WHEN THUNDER ROLLED:
Ed Rasimus straps the reader into the cockpit of an F-105 Thunderchief fighter-bomber in his engaging account of the Rolling Thunder campaign in the skies over North Vietnam. Between 1965 and 1968, more than 330 F-105s were lost–the highest loss rate in Southeast Asia–and many pilots were killed, captured, and wounded because of the Air Force’s disastrous tactics. The descriptions of Rasimus’s one hundred missions, some of the most dangerous of the conflict, will satisfy anyone addicted to vivid, heart-stopping aerial combat, as will the details of his transformation from a young man paralyzed with self-doubt into a battle-hardened veteran. His unique perspective, candid analysis, and the sheer power of his narrative rank his memoir with the finest, most entertaining of the war.


PALACE COBRA:
Picking up where his acclaimed When Thunder Rolled left off, Palace Cobra is the story of Ed Rasimus's return to Vietnam to fight a war that many Americans tried to forget…
When F-105 pilot Ed Rasimus completed his 100 missions over Vietnam, he returned stateside to a normal life: sitting at a desk and teaching student pilots. Two years later, he volunteered to go for a second tour of duty. Determined not to die in a losing cause, and relentlessly searching for that next adrenaline rush, Rasimus and the other F-4 Phantom pilots continued the ferocious air war in the North Vietnam--dodging SAMs and gunning for MiGs--and routinely cheated death.
When America finally got serious about ending the war, Rasimus and the other pilots put it all on the line, pounding Hanoi with everything they had, and flying above POW camps to let the troops know they were not alone. Gripping, earnest, and unforgettable, Rasimus's combat memoir is, in the end, a heartfelt tribute to those who never made it back.

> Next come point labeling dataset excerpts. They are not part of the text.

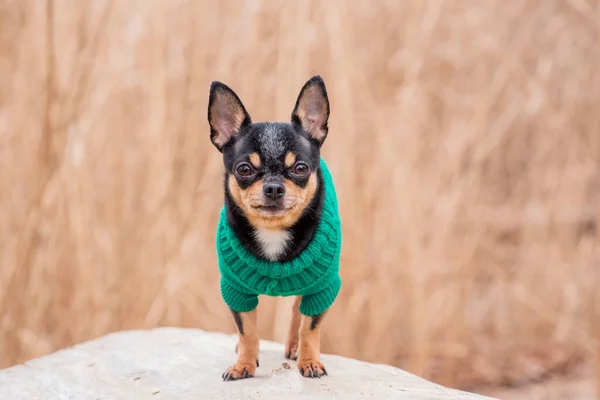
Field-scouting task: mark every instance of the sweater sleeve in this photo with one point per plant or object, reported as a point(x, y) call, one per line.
point(236, 300)
point(317, 303)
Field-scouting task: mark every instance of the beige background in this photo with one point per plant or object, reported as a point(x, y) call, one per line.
point(464, 141)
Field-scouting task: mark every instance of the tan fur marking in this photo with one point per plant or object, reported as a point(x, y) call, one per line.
point(247, 348)
point(254, 160)
point(235, 190)
point(309, 351)
point(295, 200)
point(291, 345)
point(290, 159)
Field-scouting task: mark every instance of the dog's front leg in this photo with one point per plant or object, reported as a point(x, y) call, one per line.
point(247, 348)
point(309, 350)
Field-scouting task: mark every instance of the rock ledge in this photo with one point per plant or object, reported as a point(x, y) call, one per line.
point(186, 364)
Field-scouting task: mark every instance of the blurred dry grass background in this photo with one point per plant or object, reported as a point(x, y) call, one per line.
point(464, 139)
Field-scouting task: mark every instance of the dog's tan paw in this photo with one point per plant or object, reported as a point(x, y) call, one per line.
point(291, 351)
point(239, 371)
point(311, 369)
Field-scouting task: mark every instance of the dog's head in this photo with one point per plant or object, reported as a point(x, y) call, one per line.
point(270, 166)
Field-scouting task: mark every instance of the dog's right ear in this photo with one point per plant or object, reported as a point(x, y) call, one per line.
point(226, 115)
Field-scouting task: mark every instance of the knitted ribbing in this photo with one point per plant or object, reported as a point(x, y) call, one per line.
point(313, 274)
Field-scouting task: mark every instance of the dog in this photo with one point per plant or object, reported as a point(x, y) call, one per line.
point(279, 233)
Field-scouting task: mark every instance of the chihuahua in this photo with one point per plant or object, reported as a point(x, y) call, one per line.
point(272, 238)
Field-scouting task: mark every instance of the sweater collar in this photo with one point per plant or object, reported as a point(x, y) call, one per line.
point(327, 234)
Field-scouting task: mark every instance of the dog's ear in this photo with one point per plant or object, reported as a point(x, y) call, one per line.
point(312, 109)
point(226, 115)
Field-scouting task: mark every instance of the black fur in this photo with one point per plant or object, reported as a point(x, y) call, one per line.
point(315, 321)
point(272, 141)
point(238, 321)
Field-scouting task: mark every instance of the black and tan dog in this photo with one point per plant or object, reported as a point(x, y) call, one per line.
point(273, 203)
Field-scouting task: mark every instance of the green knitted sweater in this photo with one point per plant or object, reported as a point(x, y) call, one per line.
point(313, 274)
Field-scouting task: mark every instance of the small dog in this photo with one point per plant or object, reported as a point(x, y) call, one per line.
point(279, 233)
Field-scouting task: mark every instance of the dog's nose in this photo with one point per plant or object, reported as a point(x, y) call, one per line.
point(274, 191)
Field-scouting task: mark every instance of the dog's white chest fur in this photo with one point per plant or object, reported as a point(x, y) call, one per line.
point(273, 242)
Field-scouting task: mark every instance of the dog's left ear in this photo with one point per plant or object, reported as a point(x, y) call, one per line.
point(312, 109)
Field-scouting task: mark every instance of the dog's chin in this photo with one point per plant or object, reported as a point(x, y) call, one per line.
point(271, 212)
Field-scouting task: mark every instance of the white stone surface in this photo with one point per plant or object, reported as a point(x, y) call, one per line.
point(186, 364)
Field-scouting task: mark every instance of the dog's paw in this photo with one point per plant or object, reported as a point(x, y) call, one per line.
point(311, 369)
point(291, 351)
point(239, 371)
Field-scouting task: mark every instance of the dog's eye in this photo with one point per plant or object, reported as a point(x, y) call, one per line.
point(301, 169)
point(244, 169)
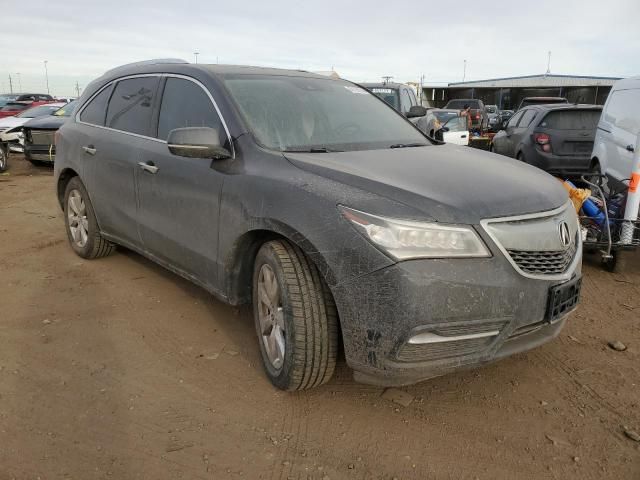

BURRY US UPSIDE DOWN The Misty Pilots and the Secret Battle for the Ho Chi Minh Trail:
This thoroughly readable, absorbing history chronicles the air operations known as Misty (officially called Commando Sabre) along the Ho Chi Minh trail during the Vietnam War. Flying mostly F-100s, the air force pilots acted as FACs (forward air controllers) for strike aircraft, directing them to North Vietnamese supply convoys and other targets along the conduit. Newman, a journalist, and Shepperd, a retired two-star air force general and current CNN commentator, launch their account with the story of Howard K. Williams, a pilot shot down on a Misty mission in 1968 and declared deceased in 1978 (his remains were recovered in 1991). They also bring to life a wide cast of Misty characters, including Williams's long-suffering widow, Monalee, daredevil Jim Fiorelli, hyperconfident pilot Dick Rutan and several airmen who were shot down, captured and tortured. Shepperd, a former Misty pilot, also figures in the story, as does Sen. John McCain, who provides the book's foreword. The courage and skill of the pilots emerges clearly, as does the dubious bureaucratic rationale that subjected their families to nightmarish ordeals. A distinguished addition to Vietnam War aviation literature, the volume raises serious questions about both tactics and politics.
CHIKENHAWK:
More than half a million copies of Chickenhawk have been sold since it was first published in 1983. Now with a new afterword by the author and photographs taken by him during the conflict, this straight-from-the-shoulder account tells the electrifying truth about the helicopter war in Vietnam. This is Robert Mason’s astounding personal story of men at war. A veteran of more than one thousand combat missions, Mason gives staggering descriptions that cut to the heart of the combat experience: the fear and belligerence, the quiet insights and raging madness, the lasting friendships and sudden death—the extreme emotions of a "chickenhawk" in constant danger.